Les résultats des élections qui ont commencé hier en Égypte ne seront connus qu'à la mi-janvier. Mais déjà, on peut parler d'une première victoire: celle de la démocratie. Une démocratie embryonnaire, cafouillante, chaotique, imparfaite et mille fois menacée. Mais une démocratie quand même...

Les violences des derniers jours et les appels au boycottage émanant de la place Tahrir auraient pu compromettre définitivement le scrutin, au cours duquel les Égyptiens doivent élire leurs 498 députés. Pourtant, des millions d'électeurs ont attendu patiemment devant les bureaux de scrutin, parfois pendant plusieurs heures, pour pouvoir voter librement, pour la première fois de leur vie.

Contrairement aux Tunisiens, qui ont tenu leurs premières élections libres en octobre, les Égyptiens n'avaient pas le coeur à la fête, hier. Certains sont allés voter sans trop y croire. D'autres ont jugé que c'était le seul moyen de pousser l'armée, qui a pris le pouvoir après la chute d'Hosni Moubarak, à céder la place à un pouvoir civil.

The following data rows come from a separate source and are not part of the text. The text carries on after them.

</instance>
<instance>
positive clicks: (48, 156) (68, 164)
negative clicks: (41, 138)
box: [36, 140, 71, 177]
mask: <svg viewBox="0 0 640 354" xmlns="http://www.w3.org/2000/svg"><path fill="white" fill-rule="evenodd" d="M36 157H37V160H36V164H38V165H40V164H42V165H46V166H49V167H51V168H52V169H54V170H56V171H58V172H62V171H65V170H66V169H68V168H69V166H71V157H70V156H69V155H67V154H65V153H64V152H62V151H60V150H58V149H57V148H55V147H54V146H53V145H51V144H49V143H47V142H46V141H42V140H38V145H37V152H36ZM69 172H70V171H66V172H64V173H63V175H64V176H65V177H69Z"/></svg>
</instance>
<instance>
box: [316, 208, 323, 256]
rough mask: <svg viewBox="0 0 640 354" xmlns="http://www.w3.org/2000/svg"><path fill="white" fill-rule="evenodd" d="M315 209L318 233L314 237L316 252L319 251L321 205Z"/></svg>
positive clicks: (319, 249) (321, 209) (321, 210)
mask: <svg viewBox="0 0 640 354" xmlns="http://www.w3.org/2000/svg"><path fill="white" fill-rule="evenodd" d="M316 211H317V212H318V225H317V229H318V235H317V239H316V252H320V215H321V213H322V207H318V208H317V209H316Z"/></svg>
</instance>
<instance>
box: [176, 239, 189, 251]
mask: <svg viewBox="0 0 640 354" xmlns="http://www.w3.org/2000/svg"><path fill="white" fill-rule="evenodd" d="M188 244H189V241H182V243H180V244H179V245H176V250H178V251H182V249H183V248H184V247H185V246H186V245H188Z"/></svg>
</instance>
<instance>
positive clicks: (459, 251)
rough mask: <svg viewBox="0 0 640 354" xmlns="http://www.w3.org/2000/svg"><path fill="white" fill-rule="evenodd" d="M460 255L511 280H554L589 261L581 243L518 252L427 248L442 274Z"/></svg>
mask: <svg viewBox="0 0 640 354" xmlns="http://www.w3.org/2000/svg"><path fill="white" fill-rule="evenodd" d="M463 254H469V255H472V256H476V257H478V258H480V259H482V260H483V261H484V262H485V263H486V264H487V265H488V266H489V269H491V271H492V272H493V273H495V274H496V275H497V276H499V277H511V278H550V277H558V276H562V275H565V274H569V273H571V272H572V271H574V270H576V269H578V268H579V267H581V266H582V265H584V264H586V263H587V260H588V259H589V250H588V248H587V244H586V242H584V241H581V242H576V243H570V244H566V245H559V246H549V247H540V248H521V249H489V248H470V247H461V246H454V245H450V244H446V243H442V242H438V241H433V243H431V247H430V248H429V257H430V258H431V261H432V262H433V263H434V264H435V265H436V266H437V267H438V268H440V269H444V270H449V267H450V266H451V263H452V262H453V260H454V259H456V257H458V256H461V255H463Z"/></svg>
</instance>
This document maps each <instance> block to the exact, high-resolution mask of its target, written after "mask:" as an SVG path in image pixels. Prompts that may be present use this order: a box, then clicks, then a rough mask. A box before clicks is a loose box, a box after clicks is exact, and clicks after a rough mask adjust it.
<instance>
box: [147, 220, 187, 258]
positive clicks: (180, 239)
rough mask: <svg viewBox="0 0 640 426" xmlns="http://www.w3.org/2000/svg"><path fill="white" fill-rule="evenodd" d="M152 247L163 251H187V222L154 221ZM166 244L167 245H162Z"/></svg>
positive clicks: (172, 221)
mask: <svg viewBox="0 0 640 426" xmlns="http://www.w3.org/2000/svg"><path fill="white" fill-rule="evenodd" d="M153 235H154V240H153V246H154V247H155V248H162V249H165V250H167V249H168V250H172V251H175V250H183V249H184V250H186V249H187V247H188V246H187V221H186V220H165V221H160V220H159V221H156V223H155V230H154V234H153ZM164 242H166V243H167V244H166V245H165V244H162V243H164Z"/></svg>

D'autres encore sont allés voter pour freiner la montée des islamistes. C'est le cas de Shady el-Ghazeli, un des leaders du soulèvement du 25 janvier, qui a appelé les électeurs à voter, malgré la violence de la répression militaire. Il ne faut pas «laisser les Frères musulmans prendre toute la place», a-t-il plaidé.

Pour marquer leur déception devant l'état de leur pays, où la dictature a survécu à la chute du dictateur, certains électeurs étaient vêtus de noir, en signe de deuil. «Si un malade est en train de mourir, il faut quand même le conduire à l'hôpital», a dit un électeur au New York Times, expliquant ses motivations électorales. Une métaphore qui en dit long sur le degré d'optimisme ambiant.

Malgré toutes ces réserves et tout ce scepticisme, le vote a été massif. Et les irrégularités qui ont marqué cette première journée électorale n'ont pas pesé assez lourd pour saper la crédibilité du scrutin. C'est déjà beaucoup.

Si les prochaines phases du vote se poursuivent dans la même veine, «les résultats du vote seront légitimes», juge Heba Morayef, représentante de Human Rights Watch en Égypte.

J'ai joint Heba Morayef hier, lorsqu'elle se rendait voter dans sa ville natale, Alexandrie.

Plus tôt dans la journée, elle avait visité plusieurs bureaux de scrutin au Caire. Elle y a vu de nombreux électeurs déterminés à voter, envers et contre tout. Alors que les irrégularités, bien que graves, n'arrivaient pas à la cheville de ce qui se pratiquait à l'époque de Moubarak.

Selon elle, seule une infime minorité d'électeurs ont suivi l'appel au boycottage électoral. «Et ils cherchaient la même chose que ceux qui se sont rendus voter: accélérer la passation des pouvoirs vers un gouvernement civil.»

De toute évidence, la partie est loin d'être gagnée. Le nouveau Parlement sera soumis au Conseil suprême des forces armées, qui a gardé le pouvoir d'entériner les lois et de nommer le gouvernement, au moins jusqu'à la présidentielle, promise pour le mois de juin.

En revanche, les nouveaux députés auront la responsabilité de nommer le comité chargé de rédiger la prochaine Constitution - exercice fondamental qui déterminera le poids institutionnel de la religion dans une éventuelle Égypte libre.

Les mois qui viennent seront tumultueux. On peut s'attendre à une épreuve de force entre les nouveaux élus et l'armée, qui se battra pour préserver ses privilèges. Selon Omar Ashour, expert affilié à l'Université McGill, le Conseil militaire se battra sur trois fronts: pour garder son immunité devant la justice, pour échapper au contrôle budgétaire du gouvernement civil et pour conserver un droit de veto sur la politique étrangère égyptienne. L'affrontement s'annonce musclé.

L'autre bataille se jouera à l'intérieur même de la nouvelle Assemblée nationale, entre les laïcs et les islamistes, qui ont toutes les chances de remporter le scrutin.

Le succès d'une transition vers la démocratie repose en grande partie sur l'unité parmi les opposants, rappelle Omar Ashouf. En Égypte, cette unité existait pendant les protestations de l'hiver dernier, mais elle s'est effritée depuis.

Autrement dit, rien n'est acquis, et tout peut encore arriver. Le vote qui a débuté hier n'est qu'un tout premier pas vers la démocratie à l'égyptienne. Un pas sur un fil de fer au-dessus du gouffre.

N'empêche: ce premier pas a bel et bien eu lieu. Et si tout continue à bien aller, l'Égypte aura bientôt une Assemblée nationale représentant les aspirations de son peuple.